Les textes réglementaires ou de lois sont comme des fils de fer : même barbelés s’ils sont pénaux, ils ne résistent pas à tout. La fraude de certains marchands de vins et la misère des vignerons vont tendre le décret du 17 décembre 1908, jusqu’à le presque rompre. Il est vrai que du fait d’une conjoncture exceptionnellement difficile, la Fédération des Syndicats de la Champagne qui représente les quelque dix mille viticulteurs marnais, a du mal à trouver à négocier avec le Syndicat des Maisons la fixation de prix raisonnables au raisin.

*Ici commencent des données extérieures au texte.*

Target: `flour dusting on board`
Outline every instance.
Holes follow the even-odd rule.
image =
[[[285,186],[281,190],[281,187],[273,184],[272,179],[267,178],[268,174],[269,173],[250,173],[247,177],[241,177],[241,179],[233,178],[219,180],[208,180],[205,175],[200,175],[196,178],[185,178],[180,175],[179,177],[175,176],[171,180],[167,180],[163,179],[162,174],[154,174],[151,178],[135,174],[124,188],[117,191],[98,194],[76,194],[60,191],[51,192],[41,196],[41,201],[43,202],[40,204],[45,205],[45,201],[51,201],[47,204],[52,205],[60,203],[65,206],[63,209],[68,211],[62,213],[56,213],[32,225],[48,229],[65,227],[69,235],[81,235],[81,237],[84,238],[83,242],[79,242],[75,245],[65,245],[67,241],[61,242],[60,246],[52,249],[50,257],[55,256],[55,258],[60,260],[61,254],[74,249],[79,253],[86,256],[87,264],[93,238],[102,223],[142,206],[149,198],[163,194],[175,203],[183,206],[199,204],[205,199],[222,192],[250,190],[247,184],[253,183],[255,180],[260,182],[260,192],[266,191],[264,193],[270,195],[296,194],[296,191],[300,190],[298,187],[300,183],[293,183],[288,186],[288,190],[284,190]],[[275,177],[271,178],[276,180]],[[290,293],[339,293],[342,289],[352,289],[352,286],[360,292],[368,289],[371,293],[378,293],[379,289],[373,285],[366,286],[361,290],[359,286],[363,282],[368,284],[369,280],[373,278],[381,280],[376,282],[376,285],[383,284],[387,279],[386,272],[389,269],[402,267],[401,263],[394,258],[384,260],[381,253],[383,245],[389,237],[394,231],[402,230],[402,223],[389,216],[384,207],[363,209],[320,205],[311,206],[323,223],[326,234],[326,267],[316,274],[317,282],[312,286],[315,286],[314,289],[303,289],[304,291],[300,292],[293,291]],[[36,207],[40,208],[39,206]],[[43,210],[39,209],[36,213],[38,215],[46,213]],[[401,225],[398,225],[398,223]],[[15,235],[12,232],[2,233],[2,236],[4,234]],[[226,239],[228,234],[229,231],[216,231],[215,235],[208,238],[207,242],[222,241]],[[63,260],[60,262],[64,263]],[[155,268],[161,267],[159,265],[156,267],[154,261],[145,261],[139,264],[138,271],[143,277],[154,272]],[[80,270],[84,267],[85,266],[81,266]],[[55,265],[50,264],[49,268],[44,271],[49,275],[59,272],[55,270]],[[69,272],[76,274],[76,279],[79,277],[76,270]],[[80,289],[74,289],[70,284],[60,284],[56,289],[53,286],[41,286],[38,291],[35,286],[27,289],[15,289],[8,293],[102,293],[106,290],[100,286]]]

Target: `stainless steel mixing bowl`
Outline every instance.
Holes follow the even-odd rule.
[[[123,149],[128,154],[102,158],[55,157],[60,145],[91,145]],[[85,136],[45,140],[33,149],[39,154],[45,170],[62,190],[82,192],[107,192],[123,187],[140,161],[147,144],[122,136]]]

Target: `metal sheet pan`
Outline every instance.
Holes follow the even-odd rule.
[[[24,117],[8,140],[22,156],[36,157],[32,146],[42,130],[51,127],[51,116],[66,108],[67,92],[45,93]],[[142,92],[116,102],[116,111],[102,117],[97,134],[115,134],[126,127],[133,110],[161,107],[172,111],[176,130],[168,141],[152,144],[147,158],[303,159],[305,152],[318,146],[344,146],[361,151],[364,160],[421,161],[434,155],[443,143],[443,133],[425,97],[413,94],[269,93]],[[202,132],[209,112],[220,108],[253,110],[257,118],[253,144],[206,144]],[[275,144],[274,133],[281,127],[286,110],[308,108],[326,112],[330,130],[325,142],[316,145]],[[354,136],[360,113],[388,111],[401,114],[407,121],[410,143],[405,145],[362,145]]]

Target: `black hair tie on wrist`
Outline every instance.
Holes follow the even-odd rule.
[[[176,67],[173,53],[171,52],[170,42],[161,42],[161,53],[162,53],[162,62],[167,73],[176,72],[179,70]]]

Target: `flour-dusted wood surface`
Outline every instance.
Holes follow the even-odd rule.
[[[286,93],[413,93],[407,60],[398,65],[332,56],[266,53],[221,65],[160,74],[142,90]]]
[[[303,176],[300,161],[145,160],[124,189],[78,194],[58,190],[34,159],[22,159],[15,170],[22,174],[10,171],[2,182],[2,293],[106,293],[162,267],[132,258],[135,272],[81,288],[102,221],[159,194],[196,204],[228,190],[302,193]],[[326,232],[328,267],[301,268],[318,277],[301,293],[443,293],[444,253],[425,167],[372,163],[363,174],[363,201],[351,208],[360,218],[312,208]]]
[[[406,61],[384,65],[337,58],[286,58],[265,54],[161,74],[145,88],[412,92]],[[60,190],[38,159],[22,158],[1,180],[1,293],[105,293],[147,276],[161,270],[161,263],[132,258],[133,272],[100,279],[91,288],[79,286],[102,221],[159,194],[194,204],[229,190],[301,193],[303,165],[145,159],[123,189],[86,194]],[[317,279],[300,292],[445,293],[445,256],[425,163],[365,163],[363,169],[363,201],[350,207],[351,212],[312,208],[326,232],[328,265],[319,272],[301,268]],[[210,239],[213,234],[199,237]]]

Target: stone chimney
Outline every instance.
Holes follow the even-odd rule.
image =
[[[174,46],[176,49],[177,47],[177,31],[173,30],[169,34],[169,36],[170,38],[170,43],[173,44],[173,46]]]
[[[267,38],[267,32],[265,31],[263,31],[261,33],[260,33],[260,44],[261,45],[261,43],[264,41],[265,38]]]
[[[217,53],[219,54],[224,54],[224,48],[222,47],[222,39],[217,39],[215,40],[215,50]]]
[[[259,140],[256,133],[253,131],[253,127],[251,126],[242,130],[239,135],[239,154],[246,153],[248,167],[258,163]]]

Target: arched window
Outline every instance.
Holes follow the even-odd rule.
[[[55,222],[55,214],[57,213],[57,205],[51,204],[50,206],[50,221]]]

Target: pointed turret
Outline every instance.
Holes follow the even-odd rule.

On leur répond avec un peu de hauteur que le grand "Syndicat du Commerce" a pour objet la défense, en France et à l’étranger, dans l’intérêt de tous, du Champagne, mais qu’il n’entre pas dans sa vocation de peser sur un marché délicat et qui doit être libre pour rester serein... La guérilla du vin d’or et sa politique étrangère captivent manifestement ces Messieurs qui négligent l’intendance et ne voient pas s’armer ces dangereux ressorts que tendent sous eux la faiblesse des vignerons et la roublardise de certains marchands de vins nouveaux venus. Il faut dire que "la fraude", laquelle consiste à faire du Champagne avec des vins non champenois, peut être très profitable à des marchands sans scrupule et à courte vue, parce qu’ils vendent le Champagne, mais qu’elle étrangle les viticulteurs champenois, qui eux n’ont à vendre que leurs raisins fragiles et pas toujours abondants. En janvier 1911, après plusieurs vendanges médiocres et une dernière désastreuse, des vignerons de la Marne, excédés par l’ampleur de la fraude, mettent à sac des caves à Damery et à Hautvillers. La troupe doit intervenir pour rétablir l’ordre.
Quant aux vignerons de la côte des Bar, ils bougent eux aussi, mais pour obtenir l’abolition du décret de Clémenceau, et non bien sûr son renforcement. Le Gouvernement est pris entre deux feux. Il tente d’apaiser les Marnais en leur annonçant les "mesures complémentaires" qui vont faire l’objet de la loi du 10 février 1911, et il cherche à calmer les Aubois en leur offrant, selon une idée bien parlementaire, une sorte de "Champagne Inférieure" par un décret qui sera promulgué le 7 juin 1911. On promet en même temps à ceux qui sont dans le château, de relever le pont-levis, et à ceux qui sont dehors, de leur lancer des échelles. Ce qui devait arriver arrive : les uns et les autres se sentant joués, se soulèvent. Les Aubois qui ont la loi contre eux, se contentent d’atteindre par des grèves massives le département tout entier, où d’impressionnantes manifestations serpentent dans la pénombre de leur colère.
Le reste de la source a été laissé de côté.